Eventualmente foi-lhes permitida a passagem até Niš, onde as forças imperiais lhes forneceram alimentos, aguardando ordens de Constantinopla. Seria apenas no final do mês de Julho que alcançariam esta cidade, e sob escolta bizantina.

Pedro, o Eremita editar

 
Pedro o Eremita a liderar os cruzados (iluminura medieval)

Pedro o Eremita manteve-se como o principal líder espiritual do movimento, caracteristicamente montado em um burro e vestido em roupas simples. Seguido por 40 000 cruzados, partiu de Colónia a 20 de Abril - o grupo de germânicos sob o conde Emico de Flonheim partiu pouco depois.[1] Ao chegarem às margens do rio Danúbio, parte do exército decidiu descer o rio por barco, enquanto a maioria continuou por terra, entrando na Hungria em Ödenburg. Atravessaram este país sem incidentes até se reunirem ao contingente da viagem fluvial em Semlin.

 
A Batalha de Niš (1096).

Os cruzados foram recebidos nesta cidade fronteiriça do Império Bizantino, pela visão das dezasseis armaduras do grupo de Gualtério Sem-Haveres penduradas nas muralhas. Eventualmente uma disputa sobre o preço de um par de sapatos no mercado levou a um motim, que rapidamente se tornou num ataque à cidade pelos cruzados (provavelmente contra a vontade de Pedro), no qual 4 000 húngaros perderam a vida.

Ao fugirem, atravessando o rio Sava, os ocidentais chegaram a Belgrado, lutando contra as tropas da cidade. Os residentes fugiram e os cruzados pilharam e incendiaram Belgrado, e depois marcharam durante sete dias até chegar a Niš, a 3 de Julho. O comandante desta cidade prometeu fornecer alimentos e uma escolta para os peregrinos até Constantinopla, se estes partissem imediatamente.

Pedro o Eremita partiu na manhã seguinte, mas alguns germânicos entraram em uma nova disputa com os locais na estrada e incendiaram um moinho. O conflito escalou até ao ponto de Niš enviar toda a sua guarnição contra os cruzados.

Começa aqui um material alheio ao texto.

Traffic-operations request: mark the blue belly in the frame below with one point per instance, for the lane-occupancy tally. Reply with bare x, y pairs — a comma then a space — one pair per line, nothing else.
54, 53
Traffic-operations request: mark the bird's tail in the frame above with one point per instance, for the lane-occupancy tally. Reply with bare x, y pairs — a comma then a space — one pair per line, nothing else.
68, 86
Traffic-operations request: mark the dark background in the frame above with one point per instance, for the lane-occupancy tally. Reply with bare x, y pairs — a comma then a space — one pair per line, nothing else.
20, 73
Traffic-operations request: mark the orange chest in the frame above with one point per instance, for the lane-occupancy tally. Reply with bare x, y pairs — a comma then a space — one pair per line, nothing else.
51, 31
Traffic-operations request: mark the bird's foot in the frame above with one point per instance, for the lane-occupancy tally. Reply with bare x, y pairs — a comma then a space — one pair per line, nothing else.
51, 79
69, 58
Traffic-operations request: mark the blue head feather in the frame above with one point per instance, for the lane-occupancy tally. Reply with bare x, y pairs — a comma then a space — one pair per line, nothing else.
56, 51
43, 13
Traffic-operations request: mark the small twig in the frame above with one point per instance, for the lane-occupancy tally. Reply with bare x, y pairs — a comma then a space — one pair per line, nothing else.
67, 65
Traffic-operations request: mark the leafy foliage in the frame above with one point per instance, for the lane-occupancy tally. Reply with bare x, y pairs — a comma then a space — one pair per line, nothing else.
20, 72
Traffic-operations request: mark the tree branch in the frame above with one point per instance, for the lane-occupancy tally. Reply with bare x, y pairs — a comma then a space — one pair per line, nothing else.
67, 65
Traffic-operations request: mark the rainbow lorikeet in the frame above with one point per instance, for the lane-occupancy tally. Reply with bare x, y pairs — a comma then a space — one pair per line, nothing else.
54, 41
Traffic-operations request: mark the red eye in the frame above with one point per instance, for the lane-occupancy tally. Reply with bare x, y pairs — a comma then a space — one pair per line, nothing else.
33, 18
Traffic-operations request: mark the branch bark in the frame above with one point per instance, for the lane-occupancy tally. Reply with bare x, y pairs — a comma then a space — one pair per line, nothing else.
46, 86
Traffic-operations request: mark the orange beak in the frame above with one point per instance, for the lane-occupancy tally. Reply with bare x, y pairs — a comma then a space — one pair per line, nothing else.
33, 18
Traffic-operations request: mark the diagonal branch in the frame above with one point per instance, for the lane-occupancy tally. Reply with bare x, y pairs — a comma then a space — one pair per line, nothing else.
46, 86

O resultado foi a completa derrota do exército peregrino, que perdeu cerca de 10 000 cruzados, cerca de um quarto do seu total.[1] Depois de se reagruparem em Bela Palanka (na Sérvia), chegaram a Sófia a 12 de Julho. Lá encontraram a escolta bizantina que os conduziria em segurança até Constantinopla, onde chegaram a 1 de Agosto.

Perseguição a judeus editar

A Primeira Cruzada desencadeou uma longa tradição de violência organizada contra os judeus, apesar de há séculos existir anti-semitismo na Europa.[8] Primeiro na França e depois no Sacro Império Romano-Germânico, alguns líderes interpretaram que a guerra contra os infiéis podia ser aplicável não só aos muçulmanos no Levante - os judeus, vistos como os assassinos de Jesus Cristo, estavam presentes na maioria das comunidades europeias. Muitos cristãos não viam motivo para viajar milhares de quilômetros para lutar contra os inimigos do cristianismo, quando estes estavam à porta de suas casas.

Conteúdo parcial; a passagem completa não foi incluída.